In 30 years as a Vancouver Public Schools educator, Marshall Elementary principal Bobbi Geenty had what she called the “best day ever” welcoming kindergarten students this week to her school.
“This,” Geenty said Tuesday, the second day of hybrid learning for the district’s youngest learners, “was the highlight of my principal career.”
This week, Marshall, along with 20 other elementaries districtwide, brought kindergartners to the classroom more than three weeks after local districts worked with Clark County Public Health to have small groups of students inside school buildings for in-person learning.
The district said a recent survey showed that 13.4 percent of kindergarten families are choosing to stay in full remote learning.
For Geenty and her staff, seeing students not through a screen for the first time Monday felt special in more ways than one. No classes of students have graced Marshall’s hallways since construction on the new building finished in March.
The goal this week is to get students to learn their new surroundings, the principal said.
“They know who their teachers are, they know who their classmates are,” Geenty said, “so really, it’s about learning your new school and how school works in a building.”
Superintendents of all nine of Clark County’s school districts agreed on Oct. 26 to bring small groups of kindergarten students to the classroom in a hybrid format. But in the weeks since, COVID-19 numbers have risen significantly — including a single-day record of 277 new cases and a two-week rate of 254.45 new cases per 100,000 population.
State guidance for counties with high COVID-19 activity allows for in-person education in small groups for the highest need students, such as students with disabilities, students living homeless, those farthest from educational justice and younger learners.
Clark County Public Health spokesperson Marissa Armstrong said the state’s guidance does not require school districts to get health department approval of their plans, though local districts continue to collaborate with the department. She said Public Health reviewed the school districts’ plans to bring small groups into schools for in-person learning and agreed those plans aligned with state guidance.
In September, Evergreen Public Schools launched a pilot program at four schools to bring kindergartners to class in four pods of five students. That expanded to all 22 district elementary schools by Sept. 28, said district spokesperson Gail Spolar.
Despite rising COVID-19 cases, Brett Henry, a parent of an Emerald Elementary kindergartner, said he and his wife feel safe sending their son to in-person learning two days per week. They’ve watched their oldest child grow immensely in seven weeks of hybrid learning.
“I’d be lying if I said it wasn’t a concern,” Henry said, “but it’s weighing the benefits versus the risks. What it does for us is makes us choose between other things in our lives.”

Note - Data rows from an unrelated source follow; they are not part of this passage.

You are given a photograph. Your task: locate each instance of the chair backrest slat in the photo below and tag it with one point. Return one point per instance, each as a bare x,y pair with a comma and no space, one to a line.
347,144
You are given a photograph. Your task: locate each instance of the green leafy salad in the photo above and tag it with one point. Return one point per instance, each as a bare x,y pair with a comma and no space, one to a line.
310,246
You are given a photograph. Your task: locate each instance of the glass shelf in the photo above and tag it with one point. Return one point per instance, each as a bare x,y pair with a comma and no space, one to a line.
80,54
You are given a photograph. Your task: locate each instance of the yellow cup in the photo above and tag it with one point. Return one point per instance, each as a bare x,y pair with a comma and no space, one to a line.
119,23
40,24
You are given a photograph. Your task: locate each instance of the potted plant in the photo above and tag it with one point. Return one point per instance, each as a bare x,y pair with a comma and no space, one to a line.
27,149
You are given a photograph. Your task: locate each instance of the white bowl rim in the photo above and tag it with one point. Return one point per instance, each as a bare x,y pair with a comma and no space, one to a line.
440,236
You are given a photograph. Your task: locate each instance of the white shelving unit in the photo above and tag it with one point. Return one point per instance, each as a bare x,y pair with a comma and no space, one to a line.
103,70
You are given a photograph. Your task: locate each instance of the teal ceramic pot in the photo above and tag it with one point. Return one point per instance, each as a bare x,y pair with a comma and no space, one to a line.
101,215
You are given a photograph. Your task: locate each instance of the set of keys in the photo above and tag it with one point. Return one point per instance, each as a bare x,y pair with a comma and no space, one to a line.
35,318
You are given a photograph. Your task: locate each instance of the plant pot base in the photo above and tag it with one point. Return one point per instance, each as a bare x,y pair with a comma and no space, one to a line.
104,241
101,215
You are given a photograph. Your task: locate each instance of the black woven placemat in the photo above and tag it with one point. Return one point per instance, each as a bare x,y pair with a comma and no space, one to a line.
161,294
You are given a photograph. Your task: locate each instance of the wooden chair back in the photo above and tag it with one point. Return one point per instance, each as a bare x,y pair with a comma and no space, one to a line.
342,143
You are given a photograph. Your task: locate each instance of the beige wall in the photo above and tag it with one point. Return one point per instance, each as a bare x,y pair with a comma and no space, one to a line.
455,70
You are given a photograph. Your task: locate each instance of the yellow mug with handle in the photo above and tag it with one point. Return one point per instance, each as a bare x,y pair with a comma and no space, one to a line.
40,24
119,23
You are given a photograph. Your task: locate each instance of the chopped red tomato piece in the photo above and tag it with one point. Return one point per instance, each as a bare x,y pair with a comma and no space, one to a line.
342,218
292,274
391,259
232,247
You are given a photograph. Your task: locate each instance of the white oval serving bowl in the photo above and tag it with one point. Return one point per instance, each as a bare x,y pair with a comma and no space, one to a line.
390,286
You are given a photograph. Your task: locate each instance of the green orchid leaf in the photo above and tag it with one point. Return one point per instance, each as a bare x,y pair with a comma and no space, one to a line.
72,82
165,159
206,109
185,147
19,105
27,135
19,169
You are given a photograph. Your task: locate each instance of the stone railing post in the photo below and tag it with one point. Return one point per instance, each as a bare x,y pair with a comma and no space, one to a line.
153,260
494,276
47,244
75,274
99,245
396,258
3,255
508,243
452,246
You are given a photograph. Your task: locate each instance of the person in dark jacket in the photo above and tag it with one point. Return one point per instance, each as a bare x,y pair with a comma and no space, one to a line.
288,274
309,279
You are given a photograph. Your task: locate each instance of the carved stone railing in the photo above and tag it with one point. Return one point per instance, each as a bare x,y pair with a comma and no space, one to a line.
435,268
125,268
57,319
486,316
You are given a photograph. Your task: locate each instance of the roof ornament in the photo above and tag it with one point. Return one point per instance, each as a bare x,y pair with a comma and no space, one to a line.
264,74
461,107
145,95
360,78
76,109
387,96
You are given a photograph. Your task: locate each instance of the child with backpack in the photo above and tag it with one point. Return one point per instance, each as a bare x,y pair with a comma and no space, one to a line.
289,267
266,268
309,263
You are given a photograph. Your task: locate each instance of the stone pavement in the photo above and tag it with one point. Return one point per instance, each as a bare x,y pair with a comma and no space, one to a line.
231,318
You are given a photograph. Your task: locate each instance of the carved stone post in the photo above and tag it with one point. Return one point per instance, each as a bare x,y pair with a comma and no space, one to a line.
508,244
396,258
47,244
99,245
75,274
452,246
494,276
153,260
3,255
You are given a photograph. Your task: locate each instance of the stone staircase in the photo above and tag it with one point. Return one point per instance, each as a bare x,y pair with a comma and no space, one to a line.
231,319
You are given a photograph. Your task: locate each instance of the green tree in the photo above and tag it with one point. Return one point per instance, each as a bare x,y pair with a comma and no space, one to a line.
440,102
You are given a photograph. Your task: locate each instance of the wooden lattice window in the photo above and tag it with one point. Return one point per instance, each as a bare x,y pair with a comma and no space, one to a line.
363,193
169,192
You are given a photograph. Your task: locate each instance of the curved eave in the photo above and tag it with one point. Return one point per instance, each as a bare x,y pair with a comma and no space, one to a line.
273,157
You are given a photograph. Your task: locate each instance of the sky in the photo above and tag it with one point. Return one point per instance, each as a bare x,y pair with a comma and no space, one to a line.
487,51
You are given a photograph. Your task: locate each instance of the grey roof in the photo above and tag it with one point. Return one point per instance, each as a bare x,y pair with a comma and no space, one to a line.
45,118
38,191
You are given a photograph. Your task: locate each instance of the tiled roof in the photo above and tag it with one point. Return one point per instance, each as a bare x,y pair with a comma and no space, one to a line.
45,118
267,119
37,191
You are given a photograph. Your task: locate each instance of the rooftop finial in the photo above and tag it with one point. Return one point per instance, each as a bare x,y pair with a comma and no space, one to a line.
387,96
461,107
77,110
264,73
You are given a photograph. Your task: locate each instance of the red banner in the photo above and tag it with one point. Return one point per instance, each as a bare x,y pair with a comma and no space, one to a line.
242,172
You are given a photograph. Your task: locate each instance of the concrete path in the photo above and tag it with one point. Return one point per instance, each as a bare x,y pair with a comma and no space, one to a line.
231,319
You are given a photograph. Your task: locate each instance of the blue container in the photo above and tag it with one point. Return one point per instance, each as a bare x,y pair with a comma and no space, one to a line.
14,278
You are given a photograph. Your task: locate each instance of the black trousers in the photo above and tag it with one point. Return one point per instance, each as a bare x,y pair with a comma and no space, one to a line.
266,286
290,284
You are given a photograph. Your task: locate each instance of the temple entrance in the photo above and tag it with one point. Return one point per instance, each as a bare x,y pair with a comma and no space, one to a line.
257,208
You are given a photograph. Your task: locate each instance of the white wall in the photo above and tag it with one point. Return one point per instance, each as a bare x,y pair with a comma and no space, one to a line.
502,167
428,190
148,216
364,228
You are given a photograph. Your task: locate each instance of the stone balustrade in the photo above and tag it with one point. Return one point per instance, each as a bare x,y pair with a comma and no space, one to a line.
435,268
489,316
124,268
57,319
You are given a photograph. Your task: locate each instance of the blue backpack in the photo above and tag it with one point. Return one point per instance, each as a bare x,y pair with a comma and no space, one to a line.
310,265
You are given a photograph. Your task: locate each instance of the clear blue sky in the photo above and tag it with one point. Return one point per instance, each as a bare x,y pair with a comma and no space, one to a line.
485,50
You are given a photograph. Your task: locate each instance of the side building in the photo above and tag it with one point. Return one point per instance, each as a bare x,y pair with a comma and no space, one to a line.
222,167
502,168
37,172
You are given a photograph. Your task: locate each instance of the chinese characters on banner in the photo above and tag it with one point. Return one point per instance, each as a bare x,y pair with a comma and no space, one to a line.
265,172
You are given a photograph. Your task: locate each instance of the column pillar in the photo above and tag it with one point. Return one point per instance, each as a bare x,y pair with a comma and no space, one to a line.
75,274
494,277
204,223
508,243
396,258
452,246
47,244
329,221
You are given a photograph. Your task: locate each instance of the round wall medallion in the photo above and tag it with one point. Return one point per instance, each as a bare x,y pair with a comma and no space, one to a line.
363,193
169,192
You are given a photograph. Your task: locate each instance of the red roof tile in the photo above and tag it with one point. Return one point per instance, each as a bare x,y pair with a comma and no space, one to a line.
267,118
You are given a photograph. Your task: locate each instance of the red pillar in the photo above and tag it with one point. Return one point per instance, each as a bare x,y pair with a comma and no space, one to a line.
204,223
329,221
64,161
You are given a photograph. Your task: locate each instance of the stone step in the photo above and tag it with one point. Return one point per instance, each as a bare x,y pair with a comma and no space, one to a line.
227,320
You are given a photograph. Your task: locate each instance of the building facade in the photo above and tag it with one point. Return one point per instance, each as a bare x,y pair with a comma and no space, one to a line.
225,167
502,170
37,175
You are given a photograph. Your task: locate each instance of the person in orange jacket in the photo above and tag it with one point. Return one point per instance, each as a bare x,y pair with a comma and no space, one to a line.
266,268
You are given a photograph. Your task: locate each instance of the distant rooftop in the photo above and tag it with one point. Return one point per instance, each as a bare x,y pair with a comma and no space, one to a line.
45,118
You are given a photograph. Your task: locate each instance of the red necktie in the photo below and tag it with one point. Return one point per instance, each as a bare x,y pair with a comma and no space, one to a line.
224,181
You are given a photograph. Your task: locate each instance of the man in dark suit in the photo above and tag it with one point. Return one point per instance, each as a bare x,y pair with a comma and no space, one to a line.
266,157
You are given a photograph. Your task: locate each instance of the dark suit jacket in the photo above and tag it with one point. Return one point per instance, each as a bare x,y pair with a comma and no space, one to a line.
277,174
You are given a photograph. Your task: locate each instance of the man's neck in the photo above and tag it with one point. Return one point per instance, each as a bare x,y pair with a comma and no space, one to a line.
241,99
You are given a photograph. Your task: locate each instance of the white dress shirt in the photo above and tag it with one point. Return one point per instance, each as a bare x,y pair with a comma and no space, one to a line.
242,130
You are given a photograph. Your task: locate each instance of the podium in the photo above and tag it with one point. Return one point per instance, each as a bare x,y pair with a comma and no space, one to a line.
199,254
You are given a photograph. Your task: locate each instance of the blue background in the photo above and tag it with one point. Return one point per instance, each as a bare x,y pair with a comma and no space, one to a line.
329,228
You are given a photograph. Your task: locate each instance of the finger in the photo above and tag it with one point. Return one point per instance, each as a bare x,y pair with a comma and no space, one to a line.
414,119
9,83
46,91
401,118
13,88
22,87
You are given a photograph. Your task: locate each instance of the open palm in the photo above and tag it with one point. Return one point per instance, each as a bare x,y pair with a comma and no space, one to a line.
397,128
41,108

Back at Marshall inside Molly Davenport’s classroom on Tuesday, seven of Davenport’s 12 students enjoyed their second day of in-person learning. Students are separated into two pods and attend school two days a week, three hours a day. The remaining five students begin their first days of in-person learning Thursday.
Five-year-old Jade Westbrooks said she’s already made lots of friends among her classmates, and enjoyed Tuesday’s writing time. Classmate Adalyn Wyenberg, also 5, said she was excited to be at her new school — “I like going to the playground,” she said — and being part of the first students to be at the new Marshall. She was proud to show off her self-portrait artwork displayed in the hallway outside her classroom.
“I like that there’s a lot of the rainbow stuff,” Adalyn said, pointing to surrounding artwork in the hall.